Happy Halloween-The Littlest Mermaid



i think im duty-bound, as a father, to show you these pictures.

Rumors, Not A Bad Marriage, Cause Therapy


i guess since no one else will listen to her, she has to pay for it. yahoo reports:

Jessica Simpson says the relentless gossip about her marriage to Nick Lachey drove her to visit a therapist. "Yes I have," the singer-actress tells Teen People in its December-January issue, on newsstands Friday. "I respect knowledge of the psyche. I would be a therapist if I weren't an entertainer."

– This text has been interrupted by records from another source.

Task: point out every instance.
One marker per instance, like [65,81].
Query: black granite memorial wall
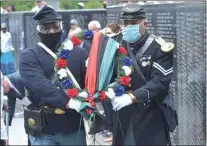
[184,24]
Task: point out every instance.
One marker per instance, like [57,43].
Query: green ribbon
[107,64]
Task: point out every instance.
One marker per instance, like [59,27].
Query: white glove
[74,104]
[121,101]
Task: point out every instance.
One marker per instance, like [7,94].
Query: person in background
[11,8]
[7,58]
[94,26]
[39,5]
[3,11]
[81,5]
[4,136]
[112,30]
[74,29]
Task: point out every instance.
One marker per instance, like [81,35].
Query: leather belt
[47,109]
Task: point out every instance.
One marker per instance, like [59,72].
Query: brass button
[31,122]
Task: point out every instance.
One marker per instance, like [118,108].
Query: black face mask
[52,40]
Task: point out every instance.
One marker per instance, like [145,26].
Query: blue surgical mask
[131,33]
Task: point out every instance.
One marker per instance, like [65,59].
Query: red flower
[75,40]
[61,63]
[89,111]
[93,104]
[122,50]
[87,99]
[102,96]
[72,92]
[125,80]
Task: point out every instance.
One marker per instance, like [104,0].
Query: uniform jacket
[36,67]
[147,119]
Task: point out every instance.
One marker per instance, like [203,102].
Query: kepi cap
[47,15]
[74,22]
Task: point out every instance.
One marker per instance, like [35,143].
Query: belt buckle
[59,111]
[31,122]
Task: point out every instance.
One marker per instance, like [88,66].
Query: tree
[19,5]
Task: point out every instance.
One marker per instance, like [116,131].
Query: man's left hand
[121,101]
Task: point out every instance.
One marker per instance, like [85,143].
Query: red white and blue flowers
[119,87]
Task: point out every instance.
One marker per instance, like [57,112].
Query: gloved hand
[121,101]
[74,104]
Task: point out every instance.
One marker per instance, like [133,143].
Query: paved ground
[17,134]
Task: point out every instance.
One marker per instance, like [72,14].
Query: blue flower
[64,53]
[88,34]
[66,84]
[127,61]
[119,90]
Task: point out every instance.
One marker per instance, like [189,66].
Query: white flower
[110,93]
[86,62]
[68,45]
[62,73]
[83,94]
[127,70]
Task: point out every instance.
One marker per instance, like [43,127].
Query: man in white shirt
[7,58]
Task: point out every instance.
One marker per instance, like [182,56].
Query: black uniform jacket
[147,119]
[36,67]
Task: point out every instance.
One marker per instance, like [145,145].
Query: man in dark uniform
[141,119]
[36,68]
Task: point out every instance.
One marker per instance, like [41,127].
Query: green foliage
[19,5]
[93,4]
[68,4]
[27,5]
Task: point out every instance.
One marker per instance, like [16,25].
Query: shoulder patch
[165,46]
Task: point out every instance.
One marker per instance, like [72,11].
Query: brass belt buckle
[59,111]
[31,122]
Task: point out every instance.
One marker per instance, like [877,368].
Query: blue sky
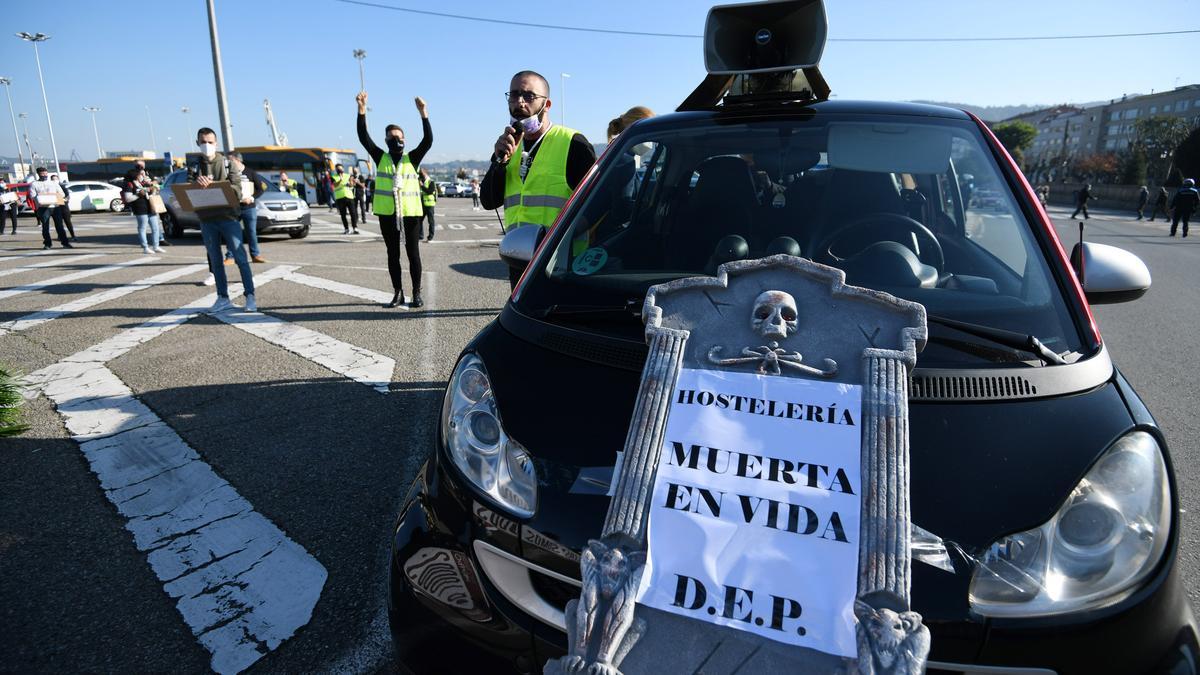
[298,53]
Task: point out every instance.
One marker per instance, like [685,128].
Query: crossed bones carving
[774,317]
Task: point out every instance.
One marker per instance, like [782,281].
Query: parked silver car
[279,213]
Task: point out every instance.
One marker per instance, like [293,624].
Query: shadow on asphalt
[484,269]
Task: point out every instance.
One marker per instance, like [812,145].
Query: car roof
[835,107]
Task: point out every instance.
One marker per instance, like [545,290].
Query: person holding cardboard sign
[219,216]
[48,195]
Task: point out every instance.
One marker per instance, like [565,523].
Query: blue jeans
[150,220]
[249,230]
[229,232]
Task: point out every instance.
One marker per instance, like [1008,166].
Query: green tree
[1015,137]
[1187,155]
[1133,166]
[10,405]
[1161,135]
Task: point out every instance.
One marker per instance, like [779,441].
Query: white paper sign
[755,517]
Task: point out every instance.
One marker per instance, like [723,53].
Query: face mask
[528,125]
[642,149]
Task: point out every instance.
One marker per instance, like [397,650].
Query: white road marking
[429,364]
[39,317]
[360,365]
[371,294]
[69,278]
[57,262]
[241,585]
[42,252]
[120,344]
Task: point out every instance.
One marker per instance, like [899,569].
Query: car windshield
[915,207]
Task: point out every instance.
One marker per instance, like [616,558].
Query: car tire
[171,226]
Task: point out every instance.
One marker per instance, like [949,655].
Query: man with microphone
[535,165]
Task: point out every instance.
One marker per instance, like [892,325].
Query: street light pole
[219,75]
[24,126]
[7,88]
[363,81]
[35,39]
[154,139]
[562,113]
[185,109]
[94,109]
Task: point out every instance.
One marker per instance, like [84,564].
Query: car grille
[552,590]
[952,388]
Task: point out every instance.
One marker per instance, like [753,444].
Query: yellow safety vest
[429,193]
[544,192]
[342,189]
[384,202]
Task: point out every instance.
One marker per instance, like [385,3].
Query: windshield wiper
[631,308]
[1001,336]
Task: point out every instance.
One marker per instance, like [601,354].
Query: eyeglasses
[527,96]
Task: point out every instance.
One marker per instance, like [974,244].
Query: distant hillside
[996,113]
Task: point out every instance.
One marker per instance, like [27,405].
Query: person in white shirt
[43,192]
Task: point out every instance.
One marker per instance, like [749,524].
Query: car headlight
[478,444]
[1102,544]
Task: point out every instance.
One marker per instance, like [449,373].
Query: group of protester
[535,167]
[1179,207]
[48,195]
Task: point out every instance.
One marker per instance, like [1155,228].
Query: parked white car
[94,196]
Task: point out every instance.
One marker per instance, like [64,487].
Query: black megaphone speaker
[769,36]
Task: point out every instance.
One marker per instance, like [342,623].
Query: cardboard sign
[216,196]
[755,513]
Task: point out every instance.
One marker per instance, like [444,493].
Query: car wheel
[171,226]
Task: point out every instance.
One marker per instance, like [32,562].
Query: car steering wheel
[885,227]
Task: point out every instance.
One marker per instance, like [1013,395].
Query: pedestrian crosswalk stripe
[123,342]
[42,316]
[241,585]
[371,294]
[360,365]
[59,261]
[69,278]
[29,255]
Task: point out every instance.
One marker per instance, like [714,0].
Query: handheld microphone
[520,133]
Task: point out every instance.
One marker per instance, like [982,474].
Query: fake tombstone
[761,514]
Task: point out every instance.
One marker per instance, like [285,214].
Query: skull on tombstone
[774,315]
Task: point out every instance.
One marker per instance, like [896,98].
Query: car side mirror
[519,245]
[1110,274]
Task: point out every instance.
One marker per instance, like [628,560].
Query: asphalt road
[324,458]
[1153,341]
[316,418]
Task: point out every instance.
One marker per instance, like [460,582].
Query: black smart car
[1033,461]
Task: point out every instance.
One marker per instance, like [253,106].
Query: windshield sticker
[591,262]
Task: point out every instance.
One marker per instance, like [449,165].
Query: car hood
[979,470]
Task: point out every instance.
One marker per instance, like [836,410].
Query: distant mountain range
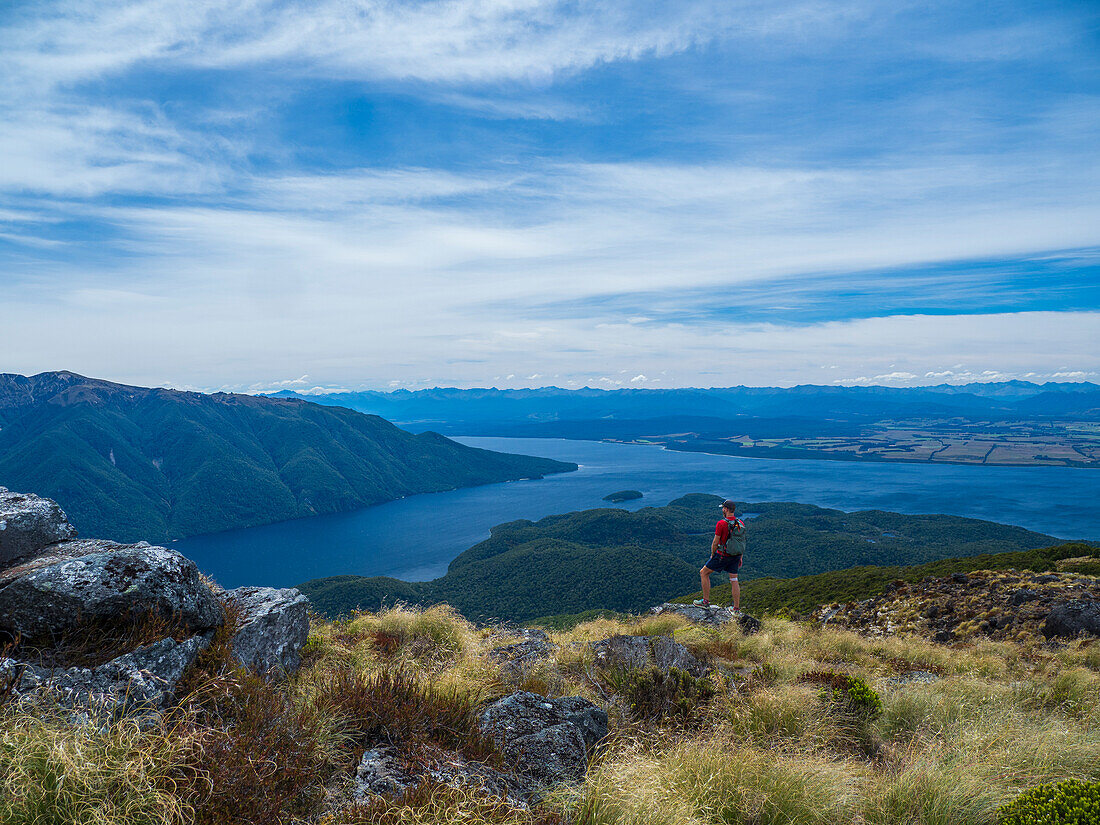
[618,560]
[139,463]
[540,411]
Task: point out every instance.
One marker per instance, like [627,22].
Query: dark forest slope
[156,464]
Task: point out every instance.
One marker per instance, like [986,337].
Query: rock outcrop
[548,740]
[516,659]
[54,589]
[646,651]
[273,627]
[90,580]
[382,771]
[142,681]
[712,616]
[28,525]
[1074,618]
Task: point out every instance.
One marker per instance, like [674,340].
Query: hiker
[726,550]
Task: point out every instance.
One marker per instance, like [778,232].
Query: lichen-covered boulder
[102,581]
[28,525]
[1071,618]
[548,740]
[138,682]
[273,627]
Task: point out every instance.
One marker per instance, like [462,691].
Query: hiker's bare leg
[704,575]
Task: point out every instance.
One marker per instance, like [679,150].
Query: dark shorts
[725,563]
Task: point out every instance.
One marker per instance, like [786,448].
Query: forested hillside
[156,464]
[627,561]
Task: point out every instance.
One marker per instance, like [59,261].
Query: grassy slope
[616,560]
[132,463]
[767,747]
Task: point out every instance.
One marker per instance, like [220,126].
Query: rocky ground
[1002,605]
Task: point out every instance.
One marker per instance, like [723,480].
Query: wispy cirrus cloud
[348,189]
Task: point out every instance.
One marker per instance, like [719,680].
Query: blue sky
[361,194]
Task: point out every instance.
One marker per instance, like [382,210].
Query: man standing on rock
[726,551]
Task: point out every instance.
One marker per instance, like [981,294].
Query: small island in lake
[623,495]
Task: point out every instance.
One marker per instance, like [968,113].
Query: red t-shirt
[722,530]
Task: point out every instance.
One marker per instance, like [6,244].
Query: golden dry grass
[990,721]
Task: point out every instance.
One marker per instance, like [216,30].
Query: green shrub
[1063,803]
[652,694]
[846,694]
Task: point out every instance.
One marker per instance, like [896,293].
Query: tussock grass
[963,730]
[57,769]
[430,803]
[712,780]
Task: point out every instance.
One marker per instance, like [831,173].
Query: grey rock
[623,651]
[1024,594]
[712,616]
[646,651]
[28,525]
[669,653]
[131,684]
[94,580]
[548,740]
[381,772]
[274,627]
[1069,619]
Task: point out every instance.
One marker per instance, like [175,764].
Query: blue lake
[416,538]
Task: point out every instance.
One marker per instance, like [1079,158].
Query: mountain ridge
[158,464]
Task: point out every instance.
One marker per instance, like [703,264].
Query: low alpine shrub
[653,694]
[846,694]
[1071,802]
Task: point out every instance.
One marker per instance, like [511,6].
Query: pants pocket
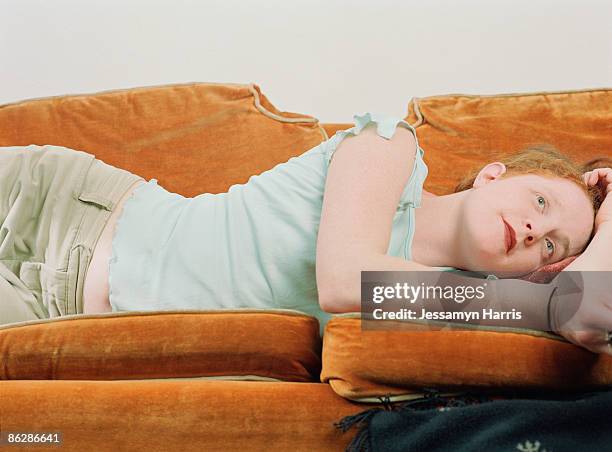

'so then i could stare blankly at people, make random statements, and get paid for it...oh wait, i already do that. its like i already am a therapist.' man, i wonder how those sessions would go. i have a feeling she'd spend the entire time talking about herself. id end up paying $150 to listen how she'd deal with my issues.

Tuesday, November 01, 2005

Out Today! Star Wars Battlefront 2!!


i know others would disagree, but this has to be the best game ever. the anticipation is heavy, so i hope it pays off. im actually part of a klan Jedi Knights Order (JKO). please dont b other to tell me how lame that is...i already know. this is the only game i have bought on its release date, so that should tell you something. see you online!